To niemal rodzaj tajnego bractwa, sekretnego wtajemniczenia, do którego nie ma dostępu nikt, kto nie jest aktywnym użytkownikiem tej aplikacji i buduje swoją wiedzę o świecie na podstawie wiadomości z innych źródeł. Bo tam rzadko można przeczytać o tym, co dzieje się na TikToku. A już na pewno nie można poczuć gorącej atmosfery, która towarzyszy tym zjawiskom.
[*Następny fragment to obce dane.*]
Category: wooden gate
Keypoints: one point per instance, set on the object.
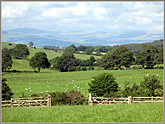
(27, 102)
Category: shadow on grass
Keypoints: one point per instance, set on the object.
(17, 71)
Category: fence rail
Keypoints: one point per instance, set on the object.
(27, 102)
(129, 100)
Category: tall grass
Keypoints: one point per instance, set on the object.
(142, 112)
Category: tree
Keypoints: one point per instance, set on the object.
(71, 48)
(92, 58)
(20, 50)
(6, 91)
(107, 61)
(159, 56)
(88, 51)
(151, 84)
(103, 84)
(6, 60)
(39, 60)
(30, 44)
(126, 59)
(140, 60)
(65, 61)
(118, 57)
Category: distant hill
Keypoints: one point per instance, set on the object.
(28, 31)
(88, 38)
(136, 48)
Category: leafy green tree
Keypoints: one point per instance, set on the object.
(30, 44)
(39, 60)
(71, 48)
(107, 61)
(81, 48)
(65, 61)
(151, 83)
(126, 59)
(92, 58)
(103, 84)
(149, 53)
(159, 56)
(117, 57)
(6, 60)
(140, 60)
(6, 91)
(20, 50)
(88, 51)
Żeby sobie to uświadomić, wystarczy przyjrzeć się najważniejszym globalnym tiktokowym trendom 2023 r. Można się w ciemno założyć, że nikt, kto ma więcej niż 30 lat i nie ma dzieci, nie ma najmniejszego pojęcia o ich istnieniu i ich masowej popularności.
Oto kilka przykładów: "girl dinner" - prawdziwy przebój ostatniego lata. Chodziło w nim o to, że użytkowniczki aplikacji dzieliły się swoim umiłowaniem mikroskopijnych dań, składających się zwykle z krakersów z symboliczną dawką sera i kawałkami owoców. Okazało się, że miliony dziewcząt na całym świecie uwielbia takie właśnie posiłki.
Inne przykłady, jeszcze bardziej zadziwiające, to mająca swój szczyt jesienią fascynacja materiałami dotyczącymi historii Imperium Rzymskiego i trendujący trochę później nurt promujący wybieranie osoby partnerskiej na podstawie tego, czy będzie miała ochotę obierać swojej ukochanej czy ukochanemu… pomarańczę. Dziwne? Miliony ludzi na całym świecie było innego zdania.
- Warto zwrócić uwagę na ten trend związany z Imperium Rzymskim - dodaje Jachymek. - On znakomicie dowodzi kulturotwórczej roli TikToka. Bo to sformułowanie błyskawicznie weszło do języka w znaczeniu funkcjonującym właśnie na TikToku. Nie ma mocniejszego dowodu na znaczenie tego serwisu.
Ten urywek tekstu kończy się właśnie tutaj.